|Coconut milk-oatmeal french toast, ya'll. YES.|
COCONUT OATMEAL FRENCH TOAST
I found this recipe on Pinterest (and you can see a bunch of other dairy free things I found on there, too). I followed it to a T, and it was fantastic. I don't eat a lot of french toast but when I think of what it's like, it's always sorta gushy mooshy eggy grossness. But this was wonderful. The coconut milk was a great flavour, and the oatmeal encrusted on the outside got toasty and crunchy. I really will be making this again, and I don't think I'll ever go back to the original style. Oh, and for beginners: this was my first time making french toast and it was dead easy! Note: only substitution was that all I had was spelt bread, sliced normally, so that may change your experience.
COCONUT MILK STIR FRY
I got excited about coconut milk, so I made a stir fry just by thinking one up. I honestly couldn't believe it worked out--I was totally prepared to run to the store for a salad or something--but it was great. I just cut up a zucchini and a red pepper, sauteed them in coconut oil, then tossed in a half-can of coconut milk. I realized I needed protein, so in a moment of great daring I threw in a can of tuna. I didn't really think that it would be a good flavour comibination, but it was! To help it along, I crushed up some coriander seeds and threw in some other herbs; I'd tell you what they are but I stopped labelling them a while ago so now I just sniff them to see if I think they'll be good in the mix. I made a batch of tri-colour rice, poured this over top after the coconut milk reduced down, and voila. Simple and fast dinner. Note: sorry there's no nice picture of this on a plate; it was so good I forgot to take a picture, even the next day when I ate the leftovers for lunch.
CHOCOLATE CHIP OATMEAL MUFFINS WITH BONUS LAVENDER
While I continue my loathsome dairy fast, I made up a batch of muffins that I've already been making for a year or so now, but with a twist. This recipe comes from my friend and food hero Jodi Turner, a nutritionist here in Ottawa who rocks my socks.

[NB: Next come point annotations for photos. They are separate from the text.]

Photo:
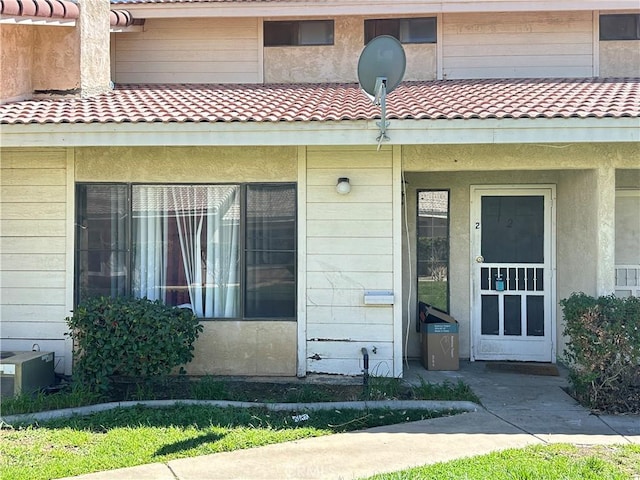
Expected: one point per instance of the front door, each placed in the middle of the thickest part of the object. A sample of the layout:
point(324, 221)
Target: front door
point(512, 282)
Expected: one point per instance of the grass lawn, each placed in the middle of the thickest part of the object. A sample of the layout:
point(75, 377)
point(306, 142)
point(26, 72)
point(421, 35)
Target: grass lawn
point(548, 462)
point(139, 435)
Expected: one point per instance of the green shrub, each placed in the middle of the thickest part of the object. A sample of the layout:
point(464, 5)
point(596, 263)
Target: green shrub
point(603, 351)
point(129, 337)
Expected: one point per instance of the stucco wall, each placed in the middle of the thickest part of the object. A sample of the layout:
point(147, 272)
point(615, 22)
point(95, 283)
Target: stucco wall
point(56, 61)
point(38, 58)
point(339, 62)
point(94, 55)
point(186, 164)
point(34, 252)
point(349, 250)
point(620, 58)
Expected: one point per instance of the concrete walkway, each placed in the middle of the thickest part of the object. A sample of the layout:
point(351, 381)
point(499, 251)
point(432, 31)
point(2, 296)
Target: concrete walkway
point(519, 410)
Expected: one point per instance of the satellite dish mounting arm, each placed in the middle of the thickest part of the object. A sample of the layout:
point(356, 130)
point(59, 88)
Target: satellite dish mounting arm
point(380, 98)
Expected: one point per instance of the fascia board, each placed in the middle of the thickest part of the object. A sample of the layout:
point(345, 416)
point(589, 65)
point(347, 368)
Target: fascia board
point(400, 132)
point(365, 7)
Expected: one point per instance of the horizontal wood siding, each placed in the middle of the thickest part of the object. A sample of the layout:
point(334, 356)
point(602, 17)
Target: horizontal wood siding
point(190, 50)
point(498, 45)
point(349, 250)
point(33, 251)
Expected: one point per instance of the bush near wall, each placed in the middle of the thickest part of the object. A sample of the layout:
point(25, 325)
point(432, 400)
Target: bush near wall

The recipe calls for spelt flour, which I ended up using, but usually I just use a whole wheat flour because I feel better about that than white flour, but the texture and moisture level is more what I'm used to. I also had to substitute one egg, as I needed two and only had one. I checked online and people said you could use a mashed banana instead, so I gave it a try; they turned out just fine!
SPELT OATBRAN MUFFINS
Makes about 12 large muffins
Preheat oven 325’
Prep a muffin tin with muffin cups or lightly spray with sunflower
oil or your favorite oil.
In a large bowl, mix together…
2 cups spelt flour
1 cup of rolled oats
1 cup oat bran (or omit and use 2 cups of rolled oats)
1 Tbsp cinnamon (or more!)
1 tsp baking soda
1 tsp baking powder
Pinch of sea salt (optional)
In another bowl, beat together…
½ cup sunflower oil (or sub in coconut oil for a new flavor)

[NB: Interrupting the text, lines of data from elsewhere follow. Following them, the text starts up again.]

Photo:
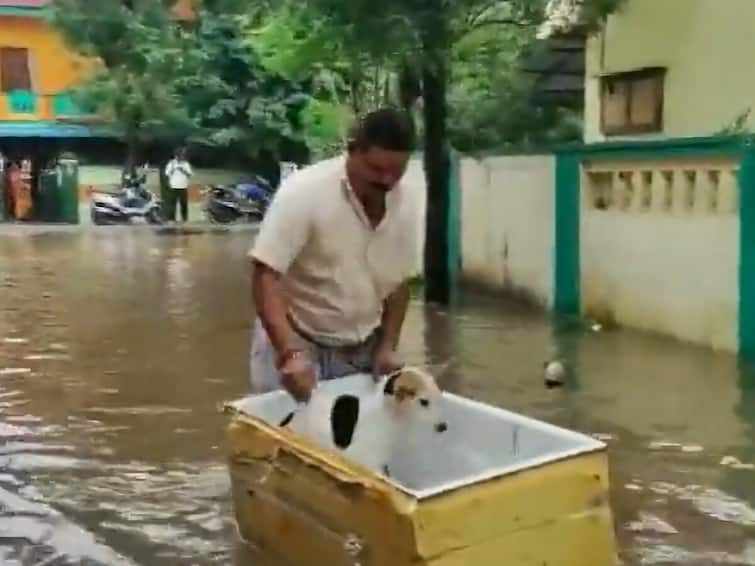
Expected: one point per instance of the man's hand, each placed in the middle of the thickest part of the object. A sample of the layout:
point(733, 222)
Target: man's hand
point(298, 377)
point(384, 361)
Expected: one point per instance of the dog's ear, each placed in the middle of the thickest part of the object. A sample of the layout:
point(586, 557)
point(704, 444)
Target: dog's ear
point(390, 385)
point(343, 420)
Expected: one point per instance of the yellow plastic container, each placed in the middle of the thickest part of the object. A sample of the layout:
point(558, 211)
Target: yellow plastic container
point(498, 489)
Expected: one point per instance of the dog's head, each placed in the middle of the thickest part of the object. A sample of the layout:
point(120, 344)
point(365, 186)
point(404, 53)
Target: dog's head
point(413, 393)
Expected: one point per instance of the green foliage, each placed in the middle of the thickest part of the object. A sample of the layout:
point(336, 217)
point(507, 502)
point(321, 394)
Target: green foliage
point(232, 98)
point(161, 80)
point(490, 101)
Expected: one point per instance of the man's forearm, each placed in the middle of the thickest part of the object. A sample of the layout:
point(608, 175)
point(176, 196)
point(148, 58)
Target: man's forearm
point(394, 313)
point(271, 307)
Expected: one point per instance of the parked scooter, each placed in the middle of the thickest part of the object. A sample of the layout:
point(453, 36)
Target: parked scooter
point(225, 204)
point(133, 202)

½ cup honey or maple syrup
1 tsp pure vanilla extract
2 cups buttermilk (or milk substitute & add a spoonful of vinegar
to make it sour like buttermilk)
Slowly stir the wet ingredients into the dry and stir together only
until incorporated. Do not over mix.
You may need to add a little water depending upon the refinement
of the flour…you want a nice moist batter.
At this point, you can add berries or nuts or whatever you like.
Scoop into muffin tin and bake 20-25 minutes. Cool and enjoy!
To make them more awesome, I added dairy-free chocolate chips, and a generous handful of edible lavender buds. They have a sort of minty-rosemary flavour and kind of make the muffins more 'grown up'. Plus they're pretty and people are always impressed. And they go with chocolate. And I feel like I live in Jane Austen times.
So simple, even *I* haven't been able to screw them up, and I've done every kind of substitution you can imagine as I forget to buy all the right ingredients!